On a toujours disputé, et sur tous les sujets : Mundum tradidit disputationi eorum[2]. Il y a eu de violentes querelles pour savoir si le tout est plus grand que sa partie ; si un corps peut être en plusieurs endroits à la fois ; si la matière est toujours impénétrable ; si la blancheur de la neige peut subsister sans neige ; si la douceur du sucre peut se faire sentir sans sucre ; si on peut penser sans tête.

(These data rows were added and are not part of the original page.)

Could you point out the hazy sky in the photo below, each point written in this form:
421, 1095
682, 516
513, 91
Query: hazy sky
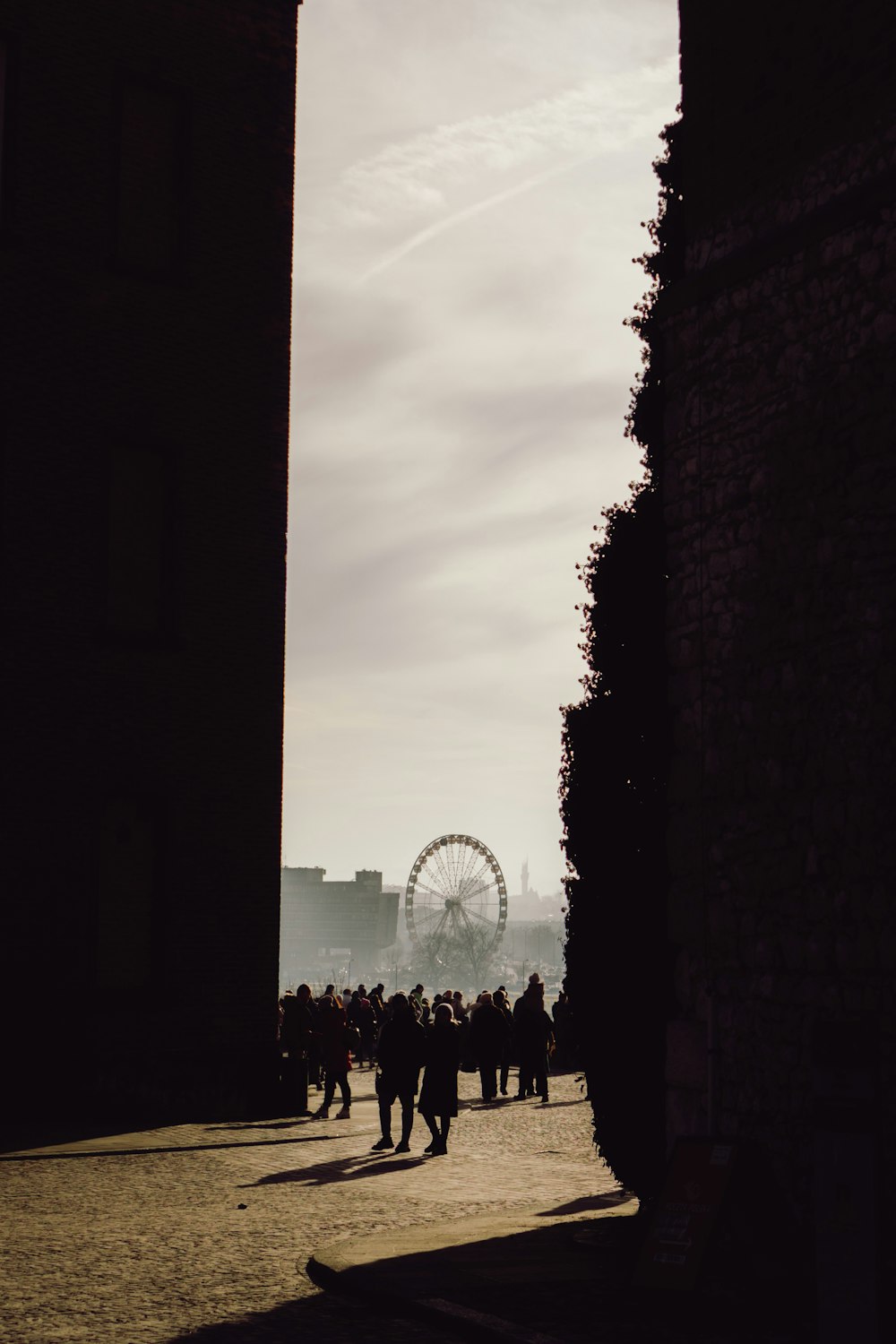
470, 182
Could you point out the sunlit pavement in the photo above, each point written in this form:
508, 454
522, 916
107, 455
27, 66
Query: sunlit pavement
206, 1231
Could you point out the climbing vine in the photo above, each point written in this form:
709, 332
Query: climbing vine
613, 774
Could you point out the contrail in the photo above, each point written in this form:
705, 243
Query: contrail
461, 215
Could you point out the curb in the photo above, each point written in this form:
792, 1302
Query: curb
430, 1311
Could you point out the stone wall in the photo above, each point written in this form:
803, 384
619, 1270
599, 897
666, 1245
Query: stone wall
777, 343
144, 628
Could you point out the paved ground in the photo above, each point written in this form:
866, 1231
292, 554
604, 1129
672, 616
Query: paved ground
204, 1233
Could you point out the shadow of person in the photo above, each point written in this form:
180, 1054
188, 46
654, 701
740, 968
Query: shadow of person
343, 1168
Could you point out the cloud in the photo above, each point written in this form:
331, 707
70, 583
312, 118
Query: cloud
413, 177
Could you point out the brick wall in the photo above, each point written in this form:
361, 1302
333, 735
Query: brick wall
177, 715
777, 343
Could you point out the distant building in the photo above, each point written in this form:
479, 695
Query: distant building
333, 924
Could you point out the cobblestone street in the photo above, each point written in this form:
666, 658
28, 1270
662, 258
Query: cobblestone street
142, 1238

Je ne fais aucun doute que dès qu’un janséniste aura fait un livre pour démontrer que deux et un font trois, il ne se trouve un moliniste qui démontre que deux et un font cinq.

Nous avons cru instruire le lecteur et lui plaire en mettant sous ses yeux cette pièce de vers sur les disputes. Elle est fort connue de tous les gens de goût de Paris ; mais elle ne l’est point des savants qui disputent encore sur la prédestination gratuite et sur la grâce concomitante, et sur la question si la mer a produit les montagnes.

Lisez les vers suivants sur les disputes : voilà comme on en faisait dans le bon temps.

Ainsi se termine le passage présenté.